Gedreht haben diesen Kurzfilm der puerto-ricanische Regisseur Ari Maniel Cruz und Benito Martínez Ocasio, besser bekannt als Bad Bunny, der einflussreichste lateinamerikanische Popmusiker der Gegenwart. Und der Song, der da im Auto läuft, heisst «Eoo» und findet sich auf Bad Bunnys neuem Album «Debí Tirar Más Fotos», zu dem der Kurzfilm gehört. Nach dem ziemlich aufregenden «Un Verano Sin Ti» (2022), auf dem er die stilistische Vielfalt der Karibik feierte und das ihn endgültig zum globalen Superstar gemacht hat – kein Album wurde auf Spotify häufiger gestreamt –, und dem etwas langweiligeren, traplastigen «Nadie Sabe Lo Que Va a Pasar Mañana» (2023) nun also das: ein ganzes Album mit Sounds und Stimmen seiner Heimat Puerto Rico.

Von Despacito bis Rosalía

Puerto Rico, diese Insel in der östlichen Karibik, faktisch eine Kolonie der USA, die der Komiker Tony Hinchcliffe auf einer Wahlkampfbühne von Donald Trump als «Insel aus Müll» lächerlich machte. Worauf Bad Bunny ein Video postete, in dem Kamala Harris erklärt, wie Trump als Präsident die Insel nach einem Hurrikan im Stich gelassen hat. Gleichzeitig ist dieser politisch marginalisierte Ort mit gerade mal drei Millionen Einwohner:innen immer wieder gross rausgekommen im Pop, wir erinnern uns an Luis Fonsis «Despacito», an Daddy Yankees «Gasolina», an Ricky Martin.

«Eoo» ist einer der Songs auf dem Album, die an die grosse Zeit von Daddy Yankee in den frühen nuller Jahren erinnern, als Reggaeton das effektivste Vehikel einer bis heute andauernden «latin explosion» im Popmainstream wurde – mit einem klar karibisch markierten Beat, der sich aber auch gut an Hip-Hop und Pop anschmiegt. Bad Bunny imitiert die minimalistischen Produktionen von damals und modernisiert sie elektronisch versiert, sodass sie gleichzeitig oldschool und völlig gegenwärtig klingen: Reggaeton hat etwas magisch Zeitloses. Das Verfahren erinnert auch an Rosalías grosses Album «Motomami» – und siehe da, Bad Bunny rappts gleich selber: «Ich verschwende keine Zeit, ich wechsle sie wie Rosalía.»
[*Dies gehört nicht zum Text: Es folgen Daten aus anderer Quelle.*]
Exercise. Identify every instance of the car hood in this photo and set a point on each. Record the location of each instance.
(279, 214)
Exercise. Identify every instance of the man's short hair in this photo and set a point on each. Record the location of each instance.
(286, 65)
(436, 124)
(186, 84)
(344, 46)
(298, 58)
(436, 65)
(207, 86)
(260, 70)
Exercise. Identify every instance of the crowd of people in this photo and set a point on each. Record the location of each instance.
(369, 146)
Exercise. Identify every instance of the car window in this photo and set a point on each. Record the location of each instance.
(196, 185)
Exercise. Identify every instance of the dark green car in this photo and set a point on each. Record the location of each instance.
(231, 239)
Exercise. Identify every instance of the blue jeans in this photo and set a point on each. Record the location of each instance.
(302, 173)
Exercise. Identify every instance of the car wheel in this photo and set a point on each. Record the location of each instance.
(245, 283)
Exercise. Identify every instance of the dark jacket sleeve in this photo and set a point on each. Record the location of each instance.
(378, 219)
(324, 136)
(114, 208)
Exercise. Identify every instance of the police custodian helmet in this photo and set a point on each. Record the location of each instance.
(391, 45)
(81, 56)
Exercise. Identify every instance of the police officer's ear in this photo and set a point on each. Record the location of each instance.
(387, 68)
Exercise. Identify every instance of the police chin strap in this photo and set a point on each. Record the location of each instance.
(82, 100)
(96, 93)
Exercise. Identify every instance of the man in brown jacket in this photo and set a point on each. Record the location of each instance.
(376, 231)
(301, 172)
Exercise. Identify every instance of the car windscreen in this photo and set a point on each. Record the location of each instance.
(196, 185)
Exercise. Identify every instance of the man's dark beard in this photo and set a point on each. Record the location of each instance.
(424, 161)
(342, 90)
Mit frischem Blick legt Bad Bunny nicht nur verschüttete Musik frei, sondern vor allem Verbindungen durch die Zeit. Das Album beginnt mit dem Song «Nuevayol» und einem Sample aus einem Stück der legendären Salsaband El Gran Combo, in dem diese in den siebziger Jahren New York besungen hat, dieses wichtige Zentrum der puerto-ricanischen Diaspora. Als nach zwanzig Sekunden der feierliche Unisonogesang der Combo erschallt, lässt Bad Bunny diesen leicht entrückt, aber auch ganz präsent klingen, dazu legt er eine runde Bassline und einen Dembow, diesen dominikanischen Beat, der noch gnadenloser zieht als Reggaeton – so geht das, einen Sound vergegenwärtigen.

Klarer aus der Distanz

Auch «Voy a Llevarte Pa’ PR» (übersetzt: Ich bringe dich nach Puerto Rico), der zweite Song auf dem Album, ist einer von diesem Schlag. Bei Bad Bunny, da bleibt er dem Genre treu, geht es immer auch um Verführung und die besten Strandpartys der Welt, aber diese Reise ist auch nostalgisch zu verstehen.
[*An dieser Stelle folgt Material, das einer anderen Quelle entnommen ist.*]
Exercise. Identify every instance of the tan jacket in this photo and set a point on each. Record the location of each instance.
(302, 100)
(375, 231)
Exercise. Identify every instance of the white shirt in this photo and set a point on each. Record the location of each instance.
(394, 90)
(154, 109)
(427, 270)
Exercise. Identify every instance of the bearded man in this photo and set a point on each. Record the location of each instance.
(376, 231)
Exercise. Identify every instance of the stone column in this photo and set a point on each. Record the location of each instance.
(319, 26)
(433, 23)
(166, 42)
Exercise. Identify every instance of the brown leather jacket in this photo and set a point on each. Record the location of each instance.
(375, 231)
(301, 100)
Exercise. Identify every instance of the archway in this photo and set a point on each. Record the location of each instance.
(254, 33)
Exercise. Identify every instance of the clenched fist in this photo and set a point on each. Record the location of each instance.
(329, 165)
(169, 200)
Bei «Baile Inolvidable», dem dritten Song, klagt er zu dichten, schmierigen Synthesizern über eine verflossene Liebe, als eine Fanfare plötzlich schwer nach Trompete klingt. Kurze Pause, Trommeln, gleiche Melodie, jetzt aber richtige Bläser: Fünf Minuten dauert der waschechte Salsa mitten im furiosen Auftakt dieses Blockbusteralbums – und Bad Bunny schafft es, dass es völlig bruchlos klingt. Es spielt hier eine blutjunge Band von einer Musikhochschule in Puerto Rico, auch alles andere hat er dort aufgenommen: mit der Band Los Pleneros de la Cresta etwa einen mit House gepimpten traditionellen Plena («Café con Ron») und mit der Sängerin Rainao eine zauberhafte Reggaetonhymne («Perfumito Nuevo»).

«Debí Tirar Más Fotos» (Ich hätte mehr Fotos machen sollen), der Blick in die Vergangenheit steckt schon im Albumtitel, auch in der Klage über die Gentrifizierung Puerto Ricos. Als er auf Tour jeweils Heimweh verspürt habe, erzählt Bad Bunny in einem Podcast der «New York Times», habe er die Musiker:innen gehört, die nun auf dem Album mitwirken. Doch bei dieser Gelegenheit sagt er auch einen Satz, der die Melancholie wieder vertreibt: «Manchmal sieht man klarer aus der Distanz.» Der Frosch im Kurzfilm, der als Freund, aber auch als Alien auf der Insel sitzt und beobachtet – es kann eigentlich nur Bad Bunny selber sein.

Albumcover «Debí Tirar Más Fotos» von Bad Bunny
Bad Bunny: «Debí Tirar Más Fotos». Rimas. 2025.